No todo, não faz uma diferença substancial a variação do preço do cigarro em abril. O mesmo número divulgado ontem, quando anualizado, caiu de 5,24% em março para 5,10% em abril. Para quem acompanha de longe, pode verificar os grandes grupos, como Alimentação e Bebidas, Transportes e Habitação, que possuem as maiores participações no índice.
Juros em queda é meio que normal ter uma pressão nos preços. Mas é meio que surpreendente também como nenhum dos especialistas cita a alta do dólar que já ocorreu em março e continuou em abril. De R$ 1,72 para R$ 1,91. A desvalorização cambial do Real frente ao Dólar de mais de 10% nesses 2 últimos meses encarece a produção, caros colegas.

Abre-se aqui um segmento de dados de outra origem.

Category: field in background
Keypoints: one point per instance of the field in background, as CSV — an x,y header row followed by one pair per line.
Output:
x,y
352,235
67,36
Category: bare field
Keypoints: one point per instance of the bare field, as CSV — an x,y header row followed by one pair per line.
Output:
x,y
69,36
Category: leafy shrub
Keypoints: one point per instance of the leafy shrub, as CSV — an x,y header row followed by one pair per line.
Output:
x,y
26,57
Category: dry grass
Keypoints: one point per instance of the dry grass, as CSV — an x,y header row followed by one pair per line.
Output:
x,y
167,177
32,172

É Renda Fixa, segundo o Ministro
No início desse mês de março o Copom cortou os juros em 75bps (decisão não unânime) surpreendendo grande parte do mercado. A decisão reduz o diferencial de juros SELIC-FEDFUND e contém, em parte, a apreciação cambial, o que acaba por impulsionar a atividade econômica a um ritmo mais acelerado. Além disso, podemos considerar que a faixa da inflação entre 4,5% e 6,5% deve estar sendo bem aceita tanto pelo Bacen quanto pelo governo.
Já em meados do mês, o ministro da Fazenda, Guido Mantega, declarou publicamente que o câmbio no país é administrado e reiterou que irá adotar várias medidas para conter a valorização do real, que vem prejudicando a indústria nacional. Além disso, o Ministro informou que a taxa Selic (9,75% hoje) vai convergir para o nível da TJLP, atualmente em 6%.

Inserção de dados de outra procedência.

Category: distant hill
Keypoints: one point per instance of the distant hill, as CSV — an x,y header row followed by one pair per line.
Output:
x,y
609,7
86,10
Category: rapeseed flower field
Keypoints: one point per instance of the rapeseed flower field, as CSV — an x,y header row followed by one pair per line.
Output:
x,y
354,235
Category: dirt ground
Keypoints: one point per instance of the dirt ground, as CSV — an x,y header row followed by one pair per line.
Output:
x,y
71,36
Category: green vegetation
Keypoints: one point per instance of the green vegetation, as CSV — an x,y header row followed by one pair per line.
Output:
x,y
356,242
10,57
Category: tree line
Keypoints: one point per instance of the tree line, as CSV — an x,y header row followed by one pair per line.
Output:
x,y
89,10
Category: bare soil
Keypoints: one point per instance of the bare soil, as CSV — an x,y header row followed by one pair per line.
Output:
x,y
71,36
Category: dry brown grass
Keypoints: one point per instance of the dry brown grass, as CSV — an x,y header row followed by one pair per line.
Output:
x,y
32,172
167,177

Nesse sentido, o dólar saiu de R$ 1,71 no início do mês e opera acima de R$ 1,81 hoje, 25 dias depois. Uma valorização da moeda americana frente ao Real de 5,85% nesse período.
Porém, apostar no dólar é pra quem tem sangue frio. Com tal preocupação do governo com a indústria, a moeda americana deve retomar sua tragetória de depreciação em breve. Para quem investe em Títulos Públicos, a hora é de arriscar mais em papéis pré-fixados (LTN, NTN-F), já que os indexados aos juros (LFT) vão cair. Já quem gosta de fundos, deve sair paulatinamente dos DI e buscar alguns de Renda Fixa. Tudo isso foi o que o ministro disse. Quem somos nós…
A Meta é o Teto
O Brasil trabalha com metas de inflação, um excelente sistema de controle dos preços e imprescindível para a administração do governo hoje.

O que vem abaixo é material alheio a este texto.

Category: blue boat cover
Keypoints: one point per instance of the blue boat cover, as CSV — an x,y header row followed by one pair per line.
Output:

O Banco Central do Brasil – BC – estabelece a meta e seus limites. Para 2011 a meta fixada foi de 4,50% com tolerância de 2 pontos percentuais para cima ou para baixo. O que torna uma inflação de 6,50% “aceitável”.
No Relatório de Inflação do 3º Trimestre o BACEN diz que
“Expectativas de Mercado
Relatório de Mercado de dois de setembro, as medianas das projeções relativas às variações anuais do IPCA para 2011 e 2012 atingiram 6,4% e 5,3%, respectivamente [...]“
http://www.bcb.gov.br/htms/relinf/port/2011/09/ri201109c2p.pdf
O BC já trabalha no limite superior, o chamado Teto, quando deveria trabalhar com o “centro da meta” (pleonasmo utilizado pelo próprio BC).
No final do ano, os governantes vão dizer que, formalmente, a inflação ficou “dentro da meta”, o que estará certo caso não estoure os 6,50%. Mas é fato que a inflação foi (será) acima do esperado em 2011. Quem faz compras no mercado sabe disso.